The Mithraic worship took the form of a mystery with seven
grades, or degrees, through which candidates passed by ordeals of initiation.
The rites included a kind of baptism with holy water, a sacrificial meal of
bread and wine, and daily litanies to the sun. Mithra was represented as a
youthful hero miraculously born from a rock at the dawn of day; for this reason
his worship was always conducted underground in natural or artificial caves, or
in cellars. At the back of one of these subterranean temples would be often a
picture of Mithra slaying a bull, and an inscription: "To the
Unconquerable Sun, to Mithra."
[16] Soli Invicto Mithrae. An interesting survival
of Mithra worship is the date of our festival of Christmas. The 25th of
December was the day of the great annual celebration in memory of the Persian
deity. In 274 A.D. the emperor Aurelian raised a gorgeous temple to the sun god
in the Campus Martius, dedicating it on the 25th of December, "the
birthday of the Unconquerable Sun." After the triumph of Christianity the
day was still honored, but henceforth as the anniversary of the birth of
Christ.
SIGNIFICANCE OF THE ORIENTAL RELIGIONS
The new Oriental religions all appealed to the emotions.

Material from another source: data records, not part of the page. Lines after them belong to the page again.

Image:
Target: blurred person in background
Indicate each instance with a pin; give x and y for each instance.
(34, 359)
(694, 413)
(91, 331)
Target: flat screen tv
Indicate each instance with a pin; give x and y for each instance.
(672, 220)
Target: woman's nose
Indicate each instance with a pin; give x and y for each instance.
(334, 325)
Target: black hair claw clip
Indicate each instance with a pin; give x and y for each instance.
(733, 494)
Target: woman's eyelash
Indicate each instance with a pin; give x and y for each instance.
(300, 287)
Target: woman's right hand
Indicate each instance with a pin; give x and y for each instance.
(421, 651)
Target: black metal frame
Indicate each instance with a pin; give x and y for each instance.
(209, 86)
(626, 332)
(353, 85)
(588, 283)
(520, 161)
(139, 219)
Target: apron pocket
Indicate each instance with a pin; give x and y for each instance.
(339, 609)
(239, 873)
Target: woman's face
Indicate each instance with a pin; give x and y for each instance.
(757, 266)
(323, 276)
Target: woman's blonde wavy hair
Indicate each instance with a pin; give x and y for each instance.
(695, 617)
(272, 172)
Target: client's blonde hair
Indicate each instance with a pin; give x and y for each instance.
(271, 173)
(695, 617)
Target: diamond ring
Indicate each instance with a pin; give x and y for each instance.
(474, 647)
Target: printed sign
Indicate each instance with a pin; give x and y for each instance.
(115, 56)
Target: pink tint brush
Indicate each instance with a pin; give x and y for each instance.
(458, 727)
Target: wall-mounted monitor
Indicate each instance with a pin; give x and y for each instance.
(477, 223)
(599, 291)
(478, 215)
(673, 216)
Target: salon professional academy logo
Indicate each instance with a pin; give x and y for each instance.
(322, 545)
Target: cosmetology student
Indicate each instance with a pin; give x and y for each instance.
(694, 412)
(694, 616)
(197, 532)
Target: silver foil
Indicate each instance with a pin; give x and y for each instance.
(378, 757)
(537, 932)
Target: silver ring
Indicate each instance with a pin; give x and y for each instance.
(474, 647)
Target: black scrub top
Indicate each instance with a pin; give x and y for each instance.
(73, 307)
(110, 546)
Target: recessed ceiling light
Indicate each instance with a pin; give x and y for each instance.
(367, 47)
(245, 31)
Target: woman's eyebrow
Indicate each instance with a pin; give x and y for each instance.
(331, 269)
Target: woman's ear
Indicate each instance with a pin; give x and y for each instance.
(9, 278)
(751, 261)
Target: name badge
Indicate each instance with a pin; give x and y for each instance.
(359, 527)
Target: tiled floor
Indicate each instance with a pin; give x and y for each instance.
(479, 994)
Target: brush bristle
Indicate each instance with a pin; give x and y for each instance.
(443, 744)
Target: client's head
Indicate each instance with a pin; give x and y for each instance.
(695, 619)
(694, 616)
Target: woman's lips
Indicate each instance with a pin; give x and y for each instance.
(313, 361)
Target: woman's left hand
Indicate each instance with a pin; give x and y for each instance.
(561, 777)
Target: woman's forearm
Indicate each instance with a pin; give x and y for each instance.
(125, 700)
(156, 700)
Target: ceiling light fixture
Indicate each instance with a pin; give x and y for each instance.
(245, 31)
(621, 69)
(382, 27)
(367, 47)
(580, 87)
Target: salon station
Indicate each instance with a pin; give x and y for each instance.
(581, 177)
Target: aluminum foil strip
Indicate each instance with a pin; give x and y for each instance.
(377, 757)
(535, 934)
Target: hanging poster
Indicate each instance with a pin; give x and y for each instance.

They helped to satisfy the spiritual wants of men and women, by dwelling on the
need of purification from sin and by holding forth the prospect of a happier
life beyond the tomb. It is not strange, therefore, that they penetrated every
province of the Roman Empire and flourished as late as the fourth century of
our era. Christianity had no more dangerous antagonists than the followers of
Mithra and other eastern divinities.